Bajé a probar la pipa. La otra, la de fumar. Si me dejo caer, caigo en verde. Una plazoleta arbolada. Y umbría. Lo suyo. Ahora que la rodilla me cruje casi prefiero dejarme caer. La rampa muere en verde. Mi portal tiene de todo: escalones, rampa… y portero. ¡Hola Juan! ¡Hola Don Pepito! Lo demás son cuatro pasos. El jardincillo umbrío bajo las inmensas copas de los árboles. Las dalias y las rosas como en las cajas de galletas surtidas. Árboles en un cruce de calles peatonales. Cierto silencio y cierto amparo.

Mi parque tiene cinco bancos de madera. A la intemperie. Como la columna. Cinco. Solo cinco. Cuando era chico los bancos eran siete, como siete eran los Niños de Écija. Los siete grandes. De los de Écija solo quedan el Tempranillo y el Tragabuches, y en mi parque, cinco bancos de madera que lo mismo vino de Cuba que de Filipinas.

Cinco bancos, una pipa de madera de brezo y lo que va quedando. A esta hora en que anochece aún puedo escoger. Banco. Y pipa. Hace tiempo que no fumo en pipa. Mi primera pipa me la compré siendo estudiante en Salamanca. De todo aquello no queda ni el humo. Ni la plata. A esta hora en que anochece los bancos se van ocupando. Los cinco en círculo. No más de diez metros entre uno y otro. Enciendo. Primero llegan dos muchachas que fuman; no sé el qué. Ahora se fuman extrañas mixturas. En la oscuridad los móviles iluminan sus rostros. Son muy jóvenes. Mucho más jóvenes que cuando yo me compré aquella primera pipa. Quema bien mi pipa.

En un patinete a motor llega un joven de poco más de veinte años. Parece un repartidor. Viene con el gesto cansado. Cansado de trabajar, supongo. Otro que fuma. No distingo el qué. Empiezo a tener la sensación de haberme acomodado en un calmo y placentero fumadero de opio…

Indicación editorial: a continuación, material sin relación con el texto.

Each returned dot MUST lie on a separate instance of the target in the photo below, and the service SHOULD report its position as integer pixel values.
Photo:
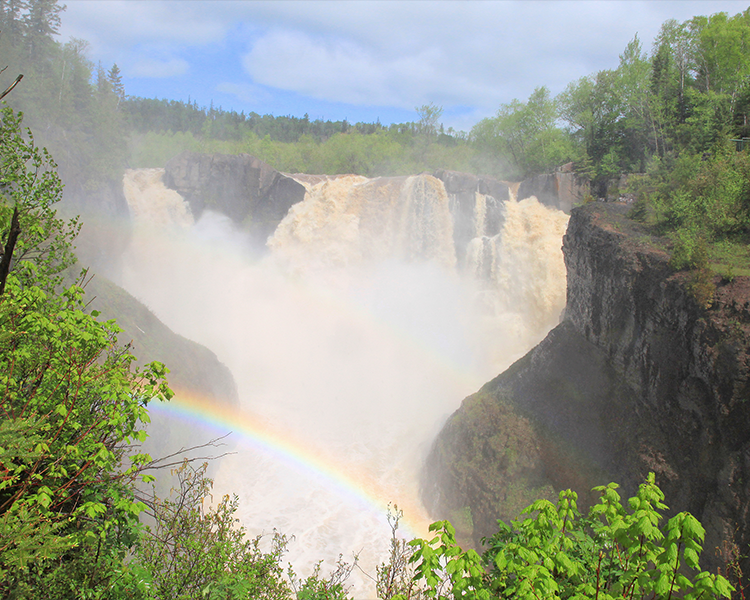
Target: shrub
(553, 552)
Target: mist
(352, 340)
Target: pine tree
(115, 80)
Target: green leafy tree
(29, 186)
(551, 552)
(70, 404)
(526, 135)
(193, 550)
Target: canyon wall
(637, 377)
(243, 187)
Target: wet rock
(638, 377)
(250, 192)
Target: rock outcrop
(638, 377)
(253, 194)
(462, 190)
(562, 189)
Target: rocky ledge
(253, 194)
(637, 377)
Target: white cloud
(475, 55)
(149, 67)
(245, 92)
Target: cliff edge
(637, 377)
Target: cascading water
(351, 341)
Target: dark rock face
(562, 189)
(250, 192)
(462, 189)
(637, 378)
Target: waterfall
(352, 340)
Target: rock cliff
(562, 189)
(462, 190)
(250, 192)
(637, 377)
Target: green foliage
(617, 551)
(70, 407)
(193, 550)
(29, 184)
(526, 136)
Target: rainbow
(352, 483)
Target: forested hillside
(74, 409)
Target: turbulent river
(351, 341)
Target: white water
(356, 336)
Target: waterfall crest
(349, 220)
(357, 335)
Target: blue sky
(364, 60)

Ya es noche cerrada. Las luminarias municipales apenas iluminan. Una vecina hace fotos de su balcón cuajado ya de Navidad. En eso, en diagonal, cruza una pareja de buen aire. Él y ella. Ella y él. Se sientan en el banco que hay frente a mí. Bellos los dos. Hablan. Tontean. Fumo. Ellos no. A mi derecha tres zangolotinos se desparraman sobre el único banco que queda libre. Se desparraman, pero consiguen conservar los móviles en funcionamiento entre las manos, a solo unos centímetros de los ojos, mientras se balancean como chimpancés. Y ríen y gritan y aúllan... Ya estamos todos.

 Vuelven los pájaros a sus nidos y la vecina a su árbol de luces del tercero izquierda. La pipa quema del tirón. A veces una pipa basta para ser levemente feliz. Aquí, bajo las ramas tupidas de tanto árbol, no se ve el cielo. Ni las estrellas, ni la luna. Aquí la noche te aprieta a traición. Hay una edad en que no te sientas en los bancos de parque alguno. No. Nunca. Una edad altiva en que pasas sin detenerte. Los bancos del parque están hechos para antes y para después. Pasan. Pasan dos mujeres con las bolsas de su compra cara. Y dos hombres con los negocios entre los dientes. Pero no paran. Ni miran. En los bancos del parque solo se sientan los que no tienen donde sentarse.

En eso, el del patinete arranca y se va. Y la pareja, que ya llevaba un tiempo jugando con fuego, arde sin remedio. Y echo cuentas. Es la primera vez que me siento en los bancos del parque. Ni palomas, ni migas... Solo una pipa, una bruken de brezo y vulcanita. Y, aunque queda tabaco en el hornillo -virginia, latakia y algo de penique-, decido levantarme y marchar, no vaya a ser que alguien piense que por las noches baja al parque un viejo mirón.